I came by a short chain of links to a medievalist's site A Clerk of Oxford. She has an excellent essay from a few years ago, C.S. Lewis the Medievalist: Baldr, Brunanburh, Athelstan, and Edmund the Just.
This is true on another level too, because - rather like the Canterbury Tales - the Narnia books are a compendium of literary genres, a joyous introduction to all the different kinds of things literature can do. The Magician's Nephew plays in the world of E. Nesbit's children's stories, The Horse and His Boy in the world of the Arabian Nights; Prince Caspian offers the dynastic conflicts of Shakespeare's history plays, its hero a fine Tudor prince properly educated in the quadrivium (!); The Voyage of the Dawn Treader is all Mandevillian 'Travels in the East', complete with sea-serpents and monopods; The Silver Chair starts with Middle English romance (Sir Orfeo and Sir Gawain and the Green Knight) and gets progressively more Norse as the story goes north, until we end up in the Prose Edda; and The Last Battle takes us to apocalypse by way of Brave New World.I had not thought of the series in quite that way, yet it makes some sense.

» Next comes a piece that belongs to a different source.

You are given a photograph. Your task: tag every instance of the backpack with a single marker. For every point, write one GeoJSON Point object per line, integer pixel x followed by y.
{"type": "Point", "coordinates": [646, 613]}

I expect to explore the entire site.
3 comments:
This reminds me of Lewis's own comment about Tolkien's The Hobbit, which, he remarked, started out as a children's story and ended sounding like saga.
I too followed a link to A Clerk of Oxford yesterday and spent an enjoyable afternoon there, though the CS Lewis link is one I intend to follow later. Today, I got lost in saints and relics.